WASHINGTON -- Gasoline prices could rise to about $9 per gallon if the United States withdraws troops from Iraq prematurely, Rep. Jon Porter said he was told on a trip to Iraq that ended this week.

The Nevada Republican, who returned Tuesday from his fourth trip to Iraq, met with U.S. Army Gen. David Petraeus, U.S. Ambassador Ryan Crocker, Iraqi Deputy President Tariq al-Hashimi and Iraqi Deputy Prime Minister Barham Saleh.

"To a person, they said there would be genocide, gas prices in the U.S. would rise to eight or nine dollars a gallon, al-Qaida would continue its expansion, and Iran would take over that portion of the world if we leave," Porter said Wednesday in a phone interview from Las Vegas.

Porter did not elaborate on the assessment that gasoline prices could spike. His spokesman, Matt Leffingwell, said afterward that the scenario "makes sense if Iran moves into Iraq."

Porter "can't speculate directly on what is going to happen with gas prices, but the market prices for oil reflect the stability in that region," Leffingwell said.

Petraeus and Crocker offered a "blunt" assessment of the situation, Porter said.

Although Petraeus did not discuss the much anticipated Iraq status report he plans to release in September, Porter said the general told him the U.S. troop surge was working.

But Porter stopped short of saying he would support Petraeus' report.

"This was not unlike my trip there in January. I saw a lot of successes, and I noticed substantial improvement in Baghdad," said Porter, who has traveled to Iraq three times in the past 18 months.

As lawmakers warm up for a renewal of the Iraq war debate in the fall, Porter accused Democrats of failing to offer solutions to the war and avoiding a debate on the ramifications of withdrawal.

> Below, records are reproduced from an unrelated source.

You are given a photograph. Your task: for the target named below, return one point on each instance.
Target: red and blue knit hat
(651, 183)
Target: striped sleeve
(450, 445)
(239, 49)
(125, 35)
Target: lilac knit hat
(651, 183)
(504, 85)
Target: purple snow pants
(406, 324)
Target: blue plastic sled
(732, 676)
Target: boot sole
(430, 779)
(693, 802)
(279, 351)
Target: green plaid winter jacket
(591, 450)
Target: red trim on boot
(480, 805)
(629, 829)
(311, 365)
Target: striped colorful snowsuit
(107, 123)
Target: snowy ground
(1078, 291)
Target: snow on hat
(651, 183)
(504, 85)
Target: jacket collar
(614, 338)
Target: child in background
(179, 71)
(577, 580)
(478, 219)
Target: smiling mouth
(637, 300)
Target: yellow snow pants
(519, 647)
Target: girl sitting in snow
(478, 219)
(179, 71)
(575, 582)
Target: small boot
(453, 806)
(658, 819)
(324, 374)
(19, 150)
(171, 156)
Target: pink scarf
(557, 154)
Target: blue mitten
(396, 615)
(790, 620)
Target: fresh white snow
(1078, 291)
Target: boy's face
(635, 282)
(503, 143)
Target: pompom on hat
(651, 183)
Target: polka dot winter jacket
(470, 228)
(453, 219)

He said that some Democratic organizations, including the Searchlight Leadership Fund operated by Sen. Harry Reid, D-Nev., have funded anti-war groups. The Searchlight Leadership Fund made $5,000 donations to VoteVets.Org in 2006 and again earlier this year, according to federal records.

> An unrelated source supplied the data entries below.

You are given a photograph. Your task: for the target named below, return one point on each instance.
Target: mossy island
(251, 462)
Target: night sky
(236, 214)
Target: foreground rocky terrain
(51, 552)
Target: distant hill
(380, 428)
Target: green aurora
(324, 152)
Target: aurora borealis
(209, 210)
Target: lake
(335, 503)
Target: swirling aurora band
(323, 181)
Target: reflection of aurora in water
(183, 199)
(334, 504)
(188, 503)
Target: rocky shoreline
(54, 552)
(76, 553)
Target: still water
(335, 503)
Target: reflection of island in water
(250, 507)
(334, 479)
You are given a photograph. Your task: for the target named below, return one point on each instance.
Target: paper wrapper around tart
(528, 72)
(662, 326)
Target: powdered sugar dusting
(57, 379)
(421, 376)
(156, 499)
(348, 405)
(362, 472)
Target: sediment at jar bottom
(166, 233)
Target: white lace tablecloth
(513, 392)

"They're entitled to their opinion, but they ought to be honest with Nevadans about where they're getting their money," Porter said of the anti-war organizations.

Reid spokesman Jon Summers said Porter is not "fully up to speed" with the Senate's actions on Iraq.

"Democrats have put forward a number of solutions to change course in Iraq, but Republican obstructionists continue to throw up roadblocks," Summers said. As for Democrats funding anti-war groups, "did (Porter) happen to mention the Republican organizations that are funding pro-war groups?"

Democrats claim that organizations defending President Bush's war strategy, such as Vets for Freedom or the newly formed Freedom's Watch, are fronts linked to the Bush administration whose aim is to attack Democrats and boost GOP fortunes in Congress.

Reps. Ellen Tauscher, D-Calif., and Jim Moran, D-Va., joined Porter on the taxpayer-funded trip, which began Aug. 23 and included stops in Kuwait and Baghdad.